Each week there seems to be an emergency-style power grab, that steering huge parts of American society–from the top down. Authoritarian concerns are not just about the politics, but our leadership’s habit of treating normal checks and limits like annoying suggestions.
Trump is tightening his grip on the federal government by making it easier to fire and replace career civil servants in policy jobs, weakening traditional job protections, and sidelining internal watchdogs that protect workers from political retaliation.

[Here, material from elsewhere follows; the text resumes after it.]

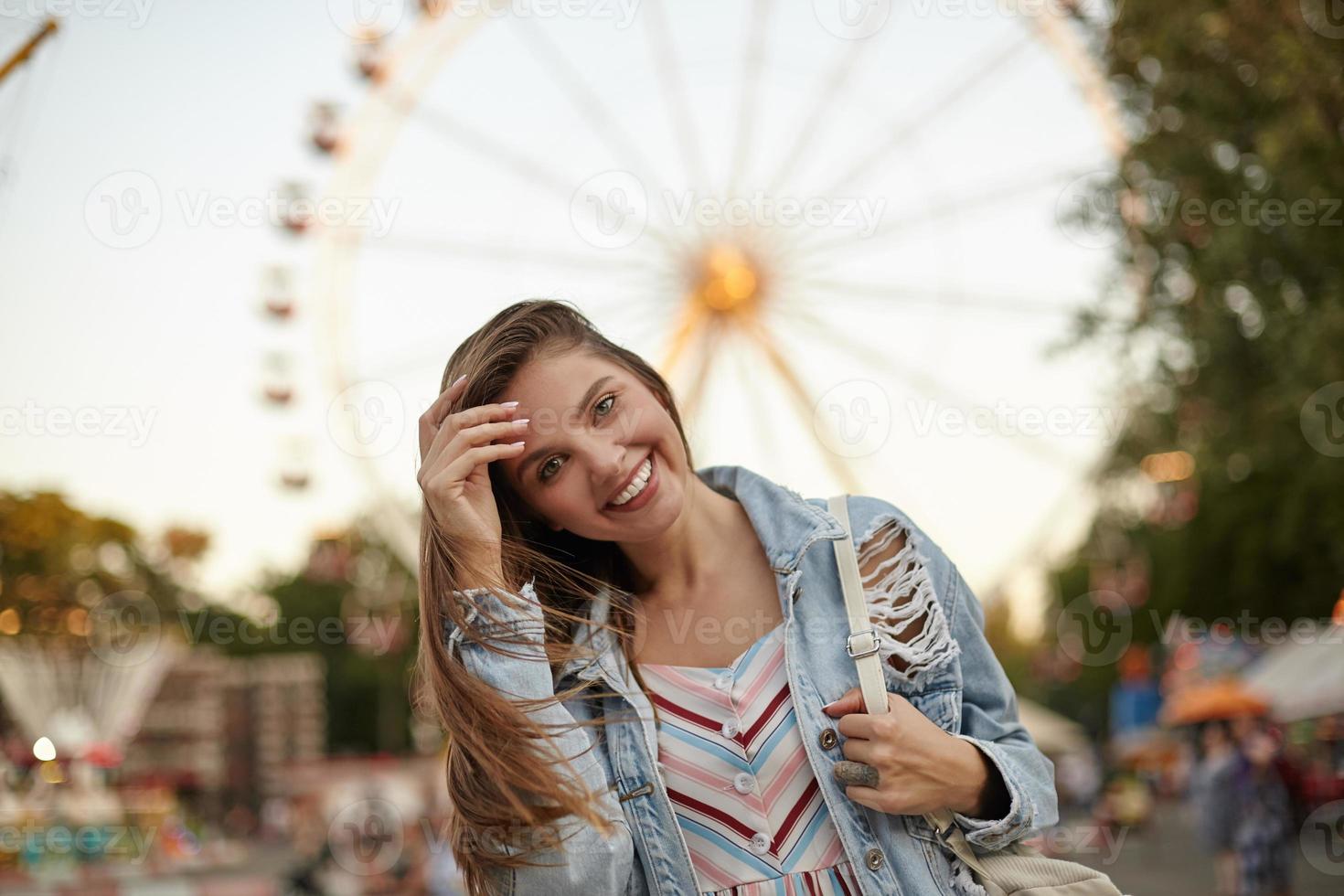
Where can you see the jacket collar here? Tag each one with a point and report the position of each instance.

At the same time, he has issued orders that pull supposedly independent agencies—like the FTC, SEC, FCC, and key financial regulators—under closer White House control, forcing them to align their budgets, regulations, and legal interpretations with presidential priorities instead of acting at arm’s length. Together, these changes shift power away from neutral experts and semi‑independent commissions and concentrate it in the presidency, reducing long‑standing checks on how any one president can use the machinery of the federal government.
Trump and his advisers have pursued a multi-pronged strategy to strip protections from experienced career officials and create conditions where loyalists can be hired or promoted in their place, largely by reclassifying tens of thousands of civil servants as “at‑will” political-adjacent employees and driving out existing staff at scale.
Trump and his allies have repeatedly pressured DOJ to act as an instrument of “retribution” against critics, while claiming they are merely “ending weaponization” from the prior administration. DOJ leadership under Attorney General Pam Bondi has removed or sidelined career officials from politically sensitive cases and replaced some with openly pro‑Trump loyalists, including at least one January 6 rioter, prompting warnings from Senate Judiciary Chair Dick Durbin that DOJ is being turned into the president’s “personal police force.”
Trump has backed and encouraged a broad set of efforts that would tighten voting rules, particularly around mail voting, voter ID, proof of citizenship, and voter-roll purges, which civil-rights groups and many election experts say would disproportionately burden young, poor, disabled, and nonwhite voters.
In 2026, a new rule will change the classification of about 50,000 workers, removing their appeal protections and making it easier to fire them. Unions have criticized this move as a return to political favoritism, and several groups are challenging the rule, leading to job insecurity and pressure to comply.
Trump has finalized a new federal personnel rule that makes it much easier for his administration to reclassify and fire tens of thousands of career civil servants involved in policymaking, in ways critics say are designed to purge or intimidate employees who are seen as resisting his agenda.
The Trump administration has been aggressively firing, sidelining, or targeting both senior military leaders and retired officers seen as disloyal, which experts warn is eroding the norm of an apolitical military and pressuring the chain of command to follow any order he labels “lawful.”
The Trump administration is rapidly expanding surveillance powers and “domestic extremism” frameworks in ways that civil liberties groups warn can be used against protest movements and left‑leaning organizers.